Author: Melvyn Stokes
If film noir requires a femme fatale, then is Gilda (1946) a film noir or not? Why did the censors never comment on the obviously gay relationship between Johnny and Ballin? What does Put the Blame on Mame really mean? And what does the transformation of Margarita Cansino from Spanish/Latin American dancer into American movie star Rita Hayworth have to do with anything?
Melvyn Stokes’ lively essay about Gilda’s casting, production and politics answers all these questions and more. Stokes examines the financial and political motivations behind Gilda’s Argentine setting and the film’s own evolution, from a star vehicle (for Rita Hayworth) released to a luke-warm critical reception, to a much-studied and much-loved bona fide classic.
Along the way, Stokes takes in the peripheral, off-camera events that informed the film’s mood and performances. For example, Hayworth had to take a day off – just one – when the collapse of her marriage to Orson Welles was announced, and this no doubt affected her performance as an entertainer trapped in a crumbling relationship with an ambitious egotist.
The film’s publicity machine tapped into the way that gender roles were slowly beginning to shift in the wake of the Second World War. In particular, for every publicity still released showing Hayworth grovelling at Glenn Ford’s feet, there is another one depicting Ford on his knees before Hayworth.
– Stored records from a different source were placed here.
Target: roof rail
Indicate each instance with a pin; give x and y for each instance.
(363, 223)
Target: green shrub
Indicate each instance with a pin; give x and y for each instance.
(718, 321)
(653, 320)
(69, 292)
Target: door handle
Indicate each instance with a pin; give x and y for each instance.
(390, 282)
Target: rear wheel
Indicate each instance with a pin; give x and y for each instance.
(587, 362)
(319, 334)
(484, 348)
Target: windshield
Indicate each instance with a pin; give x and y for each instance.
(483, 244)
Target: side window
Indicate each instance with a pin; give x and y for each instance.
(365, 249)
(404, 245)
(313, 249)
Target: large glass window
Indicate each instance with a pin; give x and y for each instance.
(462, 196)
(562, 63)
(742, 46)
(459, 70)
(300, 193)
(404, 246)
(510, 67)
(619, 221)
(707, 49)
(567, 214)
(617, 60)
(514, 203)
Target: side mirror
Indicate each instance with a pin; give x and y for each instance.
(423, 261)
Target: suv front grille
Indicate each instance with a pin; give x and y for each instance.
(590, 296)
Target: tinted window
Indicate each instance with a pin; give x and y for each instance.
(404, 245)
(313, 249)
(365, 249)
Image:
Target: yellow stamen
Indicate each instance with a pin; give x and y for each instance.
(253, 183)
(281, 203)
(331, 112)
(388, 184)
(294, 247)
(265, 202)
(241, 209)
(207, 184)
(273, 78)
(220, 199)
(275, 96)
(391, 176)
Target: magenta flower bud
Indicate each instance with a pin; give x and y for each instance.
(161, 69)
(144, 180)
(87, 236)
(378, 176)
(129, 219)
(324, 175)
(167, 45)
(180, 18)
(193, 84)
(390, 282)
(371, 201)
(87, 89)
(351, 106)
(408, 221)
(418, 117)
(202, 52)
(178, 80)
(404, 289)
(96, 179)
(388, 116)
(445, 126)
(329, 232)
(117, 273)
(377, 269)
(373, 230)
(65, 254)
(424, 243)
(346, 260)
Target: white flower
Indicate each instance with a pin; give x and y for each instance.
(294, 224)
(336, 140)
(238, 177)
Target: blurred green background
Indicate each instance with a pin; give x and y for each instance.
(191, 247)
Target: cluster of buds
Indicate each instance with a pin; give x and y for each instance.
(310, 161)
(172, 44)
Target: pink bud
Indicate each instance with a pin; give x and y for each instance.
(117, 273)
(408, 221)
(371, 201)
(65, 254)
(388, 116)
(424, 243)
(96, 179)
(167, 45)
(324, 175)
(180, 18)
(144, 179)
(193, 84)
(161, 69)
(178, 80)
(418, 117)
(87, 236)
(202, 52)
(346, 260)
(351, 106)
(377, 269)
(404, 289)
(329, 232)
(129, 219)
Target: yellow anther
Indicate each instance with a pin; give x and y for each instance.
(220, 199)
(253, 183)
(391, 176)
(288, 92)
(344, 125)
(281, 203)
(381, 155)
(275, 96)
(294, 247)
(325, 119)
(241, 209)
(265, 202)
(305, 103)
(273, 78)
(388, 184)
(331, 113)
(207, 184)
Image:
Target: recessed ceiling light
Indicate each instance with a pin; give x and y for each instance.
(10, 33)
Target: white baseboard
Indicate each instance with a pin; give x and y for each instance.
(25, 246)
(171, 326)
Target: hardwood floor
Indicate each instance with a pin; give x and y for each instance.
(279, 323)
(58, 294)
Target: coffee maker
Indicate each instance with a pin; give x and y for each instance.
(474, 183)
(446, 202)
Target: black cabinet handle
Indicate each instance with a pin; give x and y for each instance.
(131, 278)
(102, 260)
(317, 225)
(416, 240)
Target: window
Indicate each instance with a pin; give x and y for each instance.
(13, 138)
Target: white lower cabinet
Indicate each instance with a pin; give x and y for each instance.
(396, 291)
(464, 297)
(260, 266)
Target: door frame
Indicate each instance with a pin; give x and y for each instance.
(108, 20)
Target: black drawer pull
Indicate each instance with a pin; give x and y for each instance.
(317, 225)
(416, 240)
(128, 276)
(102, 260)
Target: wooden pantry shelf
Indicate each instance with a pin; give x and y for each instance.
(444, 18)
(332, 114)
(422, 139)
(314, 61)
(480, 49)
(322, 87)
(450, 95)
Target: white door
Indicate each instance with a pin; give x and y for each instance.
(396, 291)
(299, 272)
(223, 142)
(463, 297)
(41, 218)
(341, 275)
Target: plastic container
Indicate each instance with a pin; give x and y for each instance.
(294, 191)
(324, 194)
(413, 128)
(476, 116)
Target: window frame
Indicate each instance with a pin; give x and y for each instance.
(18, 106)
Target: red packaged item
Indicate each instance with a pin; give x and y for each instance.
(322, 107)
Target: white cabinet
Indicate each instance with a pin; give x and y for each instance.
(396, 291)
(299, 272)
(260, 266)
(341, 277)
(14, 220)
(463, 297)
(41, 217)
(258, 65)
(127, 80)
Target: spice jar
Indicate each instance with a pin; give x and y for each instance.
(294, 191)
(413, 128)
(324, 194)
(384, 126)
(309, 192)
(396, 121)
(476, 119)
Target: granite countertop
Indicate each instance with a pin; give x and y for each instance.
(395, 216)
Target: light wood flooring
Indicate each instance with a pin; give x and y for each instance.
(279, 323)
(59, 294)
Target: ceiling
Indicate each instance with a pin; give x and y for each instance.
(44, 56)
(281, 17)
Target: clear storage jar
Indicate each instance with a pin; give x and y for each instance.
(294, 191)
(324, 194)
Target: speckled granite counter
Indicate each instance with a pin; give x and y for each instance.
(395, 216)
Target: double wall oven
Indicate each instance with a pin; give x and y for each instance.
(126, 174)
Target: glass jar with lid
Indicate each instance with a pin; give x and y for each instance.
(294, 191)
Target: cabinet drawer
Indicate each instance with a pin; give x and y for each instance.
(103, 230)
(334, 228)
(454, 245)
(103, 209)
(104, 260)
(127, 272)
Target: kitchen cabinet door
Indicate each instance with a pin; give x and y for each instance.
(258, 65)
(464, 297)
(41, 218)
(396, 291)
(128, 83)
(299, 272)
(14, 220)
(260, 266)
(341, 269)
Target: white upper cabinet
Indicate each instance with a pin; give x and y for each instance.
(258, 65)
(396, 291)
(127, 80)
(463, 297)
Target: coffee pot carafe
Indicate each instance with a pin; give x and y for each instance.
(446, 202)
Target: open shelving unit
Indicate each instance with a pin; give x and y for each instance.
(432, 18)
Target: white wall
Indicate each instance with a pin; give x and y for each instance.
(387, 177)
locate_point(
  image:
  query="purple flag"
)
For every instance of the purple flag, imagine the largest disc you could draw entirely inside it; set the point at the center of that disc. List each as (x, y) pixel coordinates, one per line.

There’s a lot of other background context provided here – social, political, psychological (specifically the influence of Freudianism), feminist and racial – but Stokes’ great control of his material means that this always adds to, rather than detracts from, his discussion of the film.
Those hoping for a fresh insight or radically new interpretation of Gilda will not find much to satisfy them here – Stokes raises the intriguing argument that if Gilda is indeed a film noir, then the necessary femme fatale role is inhabited not by Gilda herself but by Johnny and his de-stabilised masculinity, but he does not explore this in any great depth and quickly moves on.
That said, this is still highly recommended to fans of classic cinema.